5. The method for generating of claim 1, wherein the step of identifying includes:

preprocessing and normalizing pixel arrays representing each of the plurality of images to provide clean pixel arrays for each image; and

segmenting the clean pixel arrays to analyze components of the images and identify object boundaries therein.

6. The method for generating of claim 5, wherein the segmenting step is comprised of executing a DFDM algorithm to segment each of the images into visually-coherent zones.

7. The method for generating of claim 1, wherein each of the representations is comprised of a binary vector obtained from a set of the descriptors.

8. The method of generating of claim 1, wherein the inventory of descriptors includes descriptors within classifications of at least one of color, texture, shape, correlations of features and composites thereof.

9. The method of generating of claim 8, wherein the descriptors are designed to be robust to changes in image quality, image noise, image size, image brightness and contrast, distortion, object translation and transformation, object rotation, and scale.

10. The method of generating of claim 9, wherein the object transformations include at least one of geometric transformations, photometric transformations, and minor content transformations.

11. The method of generating of claim 10, wherein the geometric transformations include cropping, border adding, rotation, and resizing.

12. The method of generating of claim 10, wherein the photometric transformations include equalizations, contrast, luminance, noise, and JPEG encoding.

13. The method of generating of claim 10, wherein the content transformations include captioning.
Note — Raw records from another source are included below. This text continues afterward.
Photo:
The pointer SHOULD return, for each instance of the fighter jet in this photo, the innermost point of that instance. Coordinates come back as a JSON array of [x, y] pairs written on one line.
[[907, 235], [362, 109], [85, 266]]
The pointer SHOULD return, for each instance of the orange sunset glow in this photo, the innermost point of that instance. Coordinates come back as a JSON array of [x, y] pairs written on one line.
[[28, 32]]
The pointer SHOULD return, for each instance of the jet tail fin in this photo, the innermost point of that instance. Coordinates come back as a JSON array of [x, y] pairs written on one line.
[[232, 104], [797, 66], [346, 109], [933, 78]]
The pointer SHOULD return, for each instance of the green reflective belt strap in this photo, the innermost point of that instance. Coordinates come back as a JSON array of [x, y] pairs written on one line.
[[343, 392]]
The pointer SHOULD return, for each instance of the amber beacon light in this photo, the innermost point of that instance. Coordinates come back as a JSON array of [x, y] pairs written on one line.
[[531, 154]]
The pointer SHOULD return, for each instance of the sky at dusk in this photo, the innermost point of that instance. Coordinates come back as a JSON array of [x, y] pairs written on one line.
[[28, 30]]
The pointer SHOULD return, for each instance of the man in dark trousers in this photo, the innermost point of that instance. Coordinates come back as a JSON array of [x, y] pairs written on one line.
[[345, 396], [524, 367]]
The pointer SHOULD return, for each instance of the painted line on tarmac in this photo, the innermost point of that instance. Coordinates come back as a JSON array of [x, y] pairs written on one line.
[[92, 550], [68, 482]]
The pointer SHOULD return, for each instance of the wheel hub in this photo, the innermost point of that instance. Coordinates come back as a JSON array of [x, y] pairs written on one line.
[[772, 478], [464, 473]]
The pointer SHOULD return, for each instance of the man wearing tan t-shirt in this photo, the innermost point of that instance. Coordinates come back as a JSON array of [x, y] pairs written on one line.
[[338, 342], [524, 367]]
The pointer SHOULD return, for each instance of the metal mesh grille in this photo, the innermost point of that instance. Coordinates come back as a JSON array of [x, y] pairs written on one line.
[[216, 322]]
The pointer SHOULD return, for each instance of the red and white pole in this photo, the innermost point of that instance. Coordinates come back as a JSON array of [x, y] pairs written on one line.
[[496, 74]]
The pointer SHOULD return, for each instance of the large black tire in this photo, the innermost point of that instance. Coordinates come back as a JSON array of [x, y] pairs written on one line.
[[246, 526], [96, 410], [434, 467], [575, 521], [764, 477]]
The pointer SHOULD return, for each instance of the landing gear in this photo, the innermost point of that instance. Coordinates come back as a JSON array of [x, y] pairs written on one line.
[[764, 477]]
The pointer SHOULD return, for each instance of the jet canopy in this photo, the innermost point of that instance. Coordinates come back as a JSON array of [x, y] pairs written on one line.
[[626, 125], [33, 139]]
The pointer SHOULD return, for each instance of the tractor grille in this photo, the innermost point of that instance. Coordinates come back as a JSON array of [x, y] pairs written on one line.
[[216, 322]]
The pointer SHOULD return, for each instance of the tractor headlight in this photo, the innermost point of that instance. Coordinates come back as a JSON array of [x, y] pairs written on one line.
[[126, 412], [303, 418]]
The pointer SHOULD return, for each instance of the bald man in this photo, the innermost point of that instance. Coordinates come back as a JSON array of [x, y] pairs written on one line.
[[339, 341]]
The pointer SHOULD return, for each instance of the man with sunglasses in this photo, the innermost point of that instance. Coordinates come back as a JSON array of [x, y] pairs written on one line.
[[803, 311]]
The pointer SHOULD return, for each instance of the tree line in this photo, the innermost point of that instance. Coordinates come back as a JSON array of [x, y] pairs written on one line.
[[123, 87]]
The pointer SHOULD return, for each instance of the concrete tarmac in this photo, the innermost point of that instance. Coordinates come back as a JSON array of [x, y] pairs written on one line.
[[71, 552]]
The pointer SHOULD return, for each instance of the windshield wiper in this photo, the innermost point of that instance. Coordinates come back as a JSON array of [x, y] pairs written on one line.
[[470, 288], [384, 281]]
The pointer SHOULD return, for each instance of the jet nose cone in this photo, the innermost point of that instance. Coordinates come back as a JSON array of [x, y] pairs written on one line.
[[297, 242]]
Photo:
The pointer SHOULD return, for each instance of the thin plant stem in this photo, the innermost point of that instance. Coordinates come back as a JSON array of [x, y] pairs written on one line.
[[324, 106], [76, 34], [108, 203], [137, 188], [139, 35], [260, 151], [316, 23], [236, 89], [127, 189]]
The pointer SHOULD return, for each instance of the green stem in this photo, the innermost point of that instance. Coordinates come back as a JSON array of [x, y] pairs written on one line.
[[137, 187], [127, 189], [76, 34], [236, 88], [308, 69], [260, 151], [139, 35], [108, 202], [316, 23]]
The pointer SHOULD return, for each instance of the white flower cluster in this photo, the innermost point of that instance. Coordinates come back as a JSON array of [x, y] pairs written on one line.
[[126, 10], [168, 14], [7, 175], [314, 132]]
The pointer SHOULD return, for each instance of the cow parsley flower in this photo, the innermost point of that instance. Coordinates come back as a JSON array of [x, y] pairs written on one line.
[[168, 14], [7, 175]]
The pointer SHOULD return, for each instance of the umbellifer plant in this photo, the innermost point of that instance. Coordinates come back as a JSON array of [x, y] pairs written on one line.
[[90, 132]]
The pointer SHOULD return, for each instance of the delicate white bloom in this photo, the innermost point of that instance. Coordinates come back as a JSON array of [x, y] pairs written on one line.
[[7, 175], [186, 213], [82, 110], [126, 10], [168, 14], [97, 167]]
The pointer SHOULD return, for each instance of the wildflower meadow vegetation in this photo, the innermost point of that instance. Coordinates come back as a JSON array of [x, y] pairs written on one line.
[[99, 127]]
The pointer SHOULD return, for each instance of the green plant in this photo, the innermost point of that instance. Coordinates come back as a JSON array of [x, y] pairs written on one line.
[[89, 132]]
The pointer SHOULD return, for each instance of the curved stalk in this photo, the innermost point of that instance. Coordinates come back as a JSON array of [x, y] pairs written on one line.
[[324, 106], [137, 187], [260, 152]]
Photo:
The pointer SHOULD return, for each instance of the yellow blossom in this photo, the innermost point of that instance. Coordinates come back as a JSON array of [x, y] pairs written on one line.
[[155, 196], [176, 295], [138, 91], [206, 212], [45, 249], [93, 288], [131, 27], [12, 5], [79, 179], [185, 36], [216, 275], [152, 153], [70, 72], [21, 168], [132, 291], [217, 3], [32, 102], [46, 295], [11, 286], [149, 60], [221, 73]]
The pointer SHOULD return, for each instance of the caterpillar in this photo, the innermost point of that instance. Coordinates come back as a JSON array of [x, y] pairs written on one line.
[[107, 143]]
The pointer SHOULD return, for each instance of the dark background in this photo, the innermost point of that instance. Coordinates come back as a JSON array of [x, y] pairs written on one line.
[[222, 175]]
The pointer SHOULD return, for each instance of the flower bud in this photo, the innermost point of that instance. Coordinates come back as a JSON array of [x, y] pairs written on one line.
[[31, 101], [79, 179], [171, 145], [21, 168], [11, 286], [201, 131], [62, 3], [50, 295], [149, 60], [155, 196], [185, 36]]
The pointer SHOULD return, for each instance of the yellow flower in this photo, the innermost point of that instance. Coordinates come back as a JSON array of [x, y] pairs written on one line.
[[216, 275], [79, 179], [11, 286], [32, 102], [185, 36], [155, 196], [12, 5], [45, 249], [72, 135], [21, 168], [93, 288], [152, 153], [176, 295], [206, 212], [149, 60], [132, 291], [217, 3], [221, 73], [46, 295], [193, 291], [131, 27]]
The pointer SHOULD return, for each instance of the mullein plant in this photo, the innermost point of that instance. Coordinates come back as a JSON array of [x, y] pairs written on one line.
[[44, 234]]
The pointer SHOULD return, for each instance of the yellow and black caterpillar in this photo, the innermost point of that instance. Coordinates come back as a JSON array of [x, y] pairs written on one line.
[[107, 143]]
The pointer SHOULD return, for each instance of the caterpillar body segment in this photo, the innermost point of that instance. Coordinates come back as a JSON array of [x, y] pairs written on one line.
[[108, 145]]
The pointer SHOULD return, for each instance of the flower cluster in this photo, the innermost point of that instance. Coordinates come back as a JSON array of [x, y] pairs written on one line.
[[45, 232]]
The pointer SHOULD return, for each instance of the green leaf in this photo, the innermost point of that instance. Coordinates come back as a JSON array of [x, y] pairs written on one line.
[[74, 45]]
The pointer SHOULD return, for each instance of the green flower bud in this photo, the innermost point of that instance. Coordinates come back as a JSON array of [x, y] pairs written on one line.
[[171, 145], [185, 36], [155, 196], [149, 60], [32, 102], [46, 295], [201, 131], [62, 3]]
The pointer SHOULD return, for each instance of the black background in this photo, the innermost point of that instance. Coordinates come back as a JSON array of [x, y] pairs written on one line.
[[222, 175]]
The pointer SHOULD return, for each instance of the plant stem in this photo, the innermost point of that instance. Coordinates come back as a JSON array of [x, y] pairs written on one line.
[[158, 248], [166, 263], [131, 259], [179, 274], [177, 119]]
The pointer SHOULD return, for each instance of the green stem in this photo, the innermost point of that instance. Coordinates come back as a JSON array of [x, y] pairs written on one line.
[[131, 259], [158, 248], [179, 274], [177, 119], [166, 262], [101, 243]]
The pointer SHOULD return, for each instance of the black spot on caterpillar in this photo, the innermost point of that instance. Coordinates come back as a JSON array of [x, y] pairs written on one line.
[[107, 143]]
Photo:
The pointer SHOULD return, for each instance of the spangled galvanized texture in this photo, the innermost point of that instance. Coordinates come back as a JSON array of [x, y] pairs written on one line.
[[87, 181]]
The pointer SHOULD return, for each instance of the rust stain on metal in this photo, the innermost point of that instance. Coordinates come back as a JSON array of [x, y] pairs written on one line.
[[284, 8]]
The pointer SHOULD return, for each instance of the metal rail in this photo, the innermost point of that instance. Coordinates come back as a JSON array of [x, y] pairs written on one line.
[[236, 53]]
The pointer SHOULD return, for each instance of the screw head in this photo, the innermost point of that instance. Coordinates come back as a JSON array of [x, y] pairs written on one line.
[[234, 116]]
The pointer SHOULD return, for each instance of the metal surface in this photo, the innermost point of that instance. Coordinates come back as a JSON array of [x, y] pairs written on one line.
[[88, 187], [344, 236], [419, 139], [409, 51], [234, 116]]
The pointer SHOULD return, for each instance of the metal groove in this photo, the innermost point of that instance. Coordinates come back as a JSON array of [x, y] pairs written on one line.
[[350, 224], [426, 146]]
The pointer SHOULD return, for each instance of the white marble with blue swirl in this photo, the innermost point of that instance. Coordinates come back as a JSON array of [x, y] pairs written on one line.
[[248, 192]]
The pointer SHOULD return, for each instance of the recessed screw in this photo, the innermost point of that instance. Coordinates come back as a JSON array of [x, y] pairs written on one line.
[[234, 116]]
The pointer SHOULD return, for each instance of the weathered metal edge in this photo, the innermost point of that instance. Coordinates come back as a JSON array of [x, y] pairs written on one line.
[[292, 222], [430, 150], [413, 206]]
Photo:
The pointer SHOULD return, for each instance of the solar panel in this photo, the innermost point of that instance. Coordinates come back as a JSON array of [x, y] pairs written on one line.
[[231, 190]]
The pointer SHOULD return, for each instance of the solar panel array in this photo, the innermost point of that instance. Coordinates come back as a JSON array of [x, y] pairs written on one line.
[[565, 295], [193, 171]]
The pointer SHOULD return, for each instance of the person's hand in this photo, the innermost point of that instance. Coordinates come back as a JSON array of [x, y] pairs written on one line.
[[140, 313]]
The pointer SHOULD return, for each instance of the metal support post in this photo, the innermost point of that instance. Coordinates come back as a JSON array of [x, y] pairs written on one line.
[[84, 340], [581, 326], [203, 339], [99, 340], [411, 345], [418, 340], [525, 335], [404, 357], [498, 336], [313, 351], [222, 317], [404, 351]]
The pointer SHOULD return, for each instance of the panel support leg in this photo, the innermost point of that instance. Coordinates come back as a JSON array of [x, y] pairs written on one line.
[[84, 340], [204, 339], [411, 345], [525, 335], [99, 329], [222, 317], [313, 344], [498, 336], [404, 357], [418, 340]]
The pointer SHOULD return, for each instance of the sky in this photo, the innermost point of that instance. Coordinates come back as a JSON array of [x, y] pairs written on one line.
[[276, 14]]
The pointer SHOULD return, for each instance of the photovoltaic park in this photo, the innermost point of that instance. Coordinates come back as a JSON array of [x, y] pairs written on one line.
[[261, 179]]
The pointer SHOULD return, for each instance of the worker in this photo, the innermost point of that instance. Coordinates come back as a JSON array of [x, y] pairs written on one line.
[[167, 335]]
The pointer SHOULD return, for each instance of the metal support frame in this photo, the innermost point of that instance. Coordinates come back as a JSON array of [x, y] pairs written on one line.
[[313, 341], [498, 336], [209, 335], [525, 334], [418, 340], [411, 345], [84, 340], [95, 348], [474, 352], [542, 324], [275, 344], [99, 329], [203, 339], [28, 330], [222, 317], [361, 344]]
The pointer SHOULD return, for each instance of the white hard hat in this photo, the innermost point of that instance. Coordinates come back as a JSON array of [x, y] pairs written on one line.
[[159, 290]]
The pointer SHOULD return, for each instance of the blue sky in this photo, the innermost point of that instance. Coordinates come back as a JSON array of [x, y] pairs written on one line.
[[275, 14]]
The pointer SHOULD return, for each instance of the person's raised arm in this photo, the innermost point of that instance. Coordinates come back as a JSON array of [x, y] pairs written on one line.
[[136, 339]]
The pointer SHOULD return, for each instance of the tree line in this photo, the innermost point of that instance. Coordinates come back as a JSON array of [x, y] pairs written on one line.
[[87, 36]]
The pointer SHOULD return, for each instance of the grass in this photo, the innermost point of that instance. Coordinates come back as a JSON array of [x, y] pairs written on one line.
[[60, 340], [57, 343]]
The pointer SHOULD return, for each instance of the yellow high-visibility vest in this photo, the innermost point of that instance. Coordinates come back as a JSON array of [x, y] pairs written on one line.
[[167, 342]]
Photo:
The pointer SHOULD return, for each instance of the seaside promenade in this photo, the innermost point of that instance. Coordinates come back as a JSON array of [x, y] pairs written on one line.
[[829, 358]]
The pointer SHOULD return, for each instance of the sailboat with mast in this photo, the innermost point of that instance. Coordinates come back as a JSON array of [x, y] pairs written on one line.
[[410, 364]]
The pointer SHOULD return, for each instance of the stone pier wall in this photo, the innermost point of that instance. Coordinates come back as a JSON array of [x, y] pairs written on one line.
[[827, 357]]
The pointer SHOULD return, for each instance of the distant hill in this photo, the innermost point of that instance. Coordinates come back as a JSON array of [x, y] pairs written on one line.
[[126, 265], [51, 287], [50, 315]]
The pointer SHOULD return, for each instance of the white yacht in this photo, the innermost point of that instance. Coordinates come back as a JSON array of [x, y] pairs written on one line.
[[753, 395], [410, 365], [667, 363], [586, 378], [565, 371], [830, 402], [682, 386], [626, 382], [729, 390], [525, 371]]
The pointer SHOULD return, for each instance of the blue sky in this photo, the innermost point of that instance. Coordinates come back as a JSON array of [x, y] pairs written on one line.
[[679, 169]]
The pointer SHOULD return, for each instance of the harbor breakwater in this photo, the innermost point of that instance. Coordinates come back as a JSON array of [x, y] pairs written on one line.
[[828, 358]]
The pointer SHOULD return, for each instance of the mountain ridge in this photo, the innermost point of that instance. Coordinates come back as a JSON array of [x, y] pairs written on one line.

14. The method of generating of claim 1, wherein one or more of the descriptors within the inventory of descriptors include a weight characteristic for emphasizing the one or more descriptors when determining a similarity of an image to the query image.

15. The method for generating of claim 14, wherein when re-executing the selectively generating step the weight characteristic for a reselected descriptor is adjusted.

16. The method for generating of claim 1, wherein the encoding the process for generating the representations step is comprised of creating a configuration file that defines the set of descriptors, descriptor weights and the retrieval metric.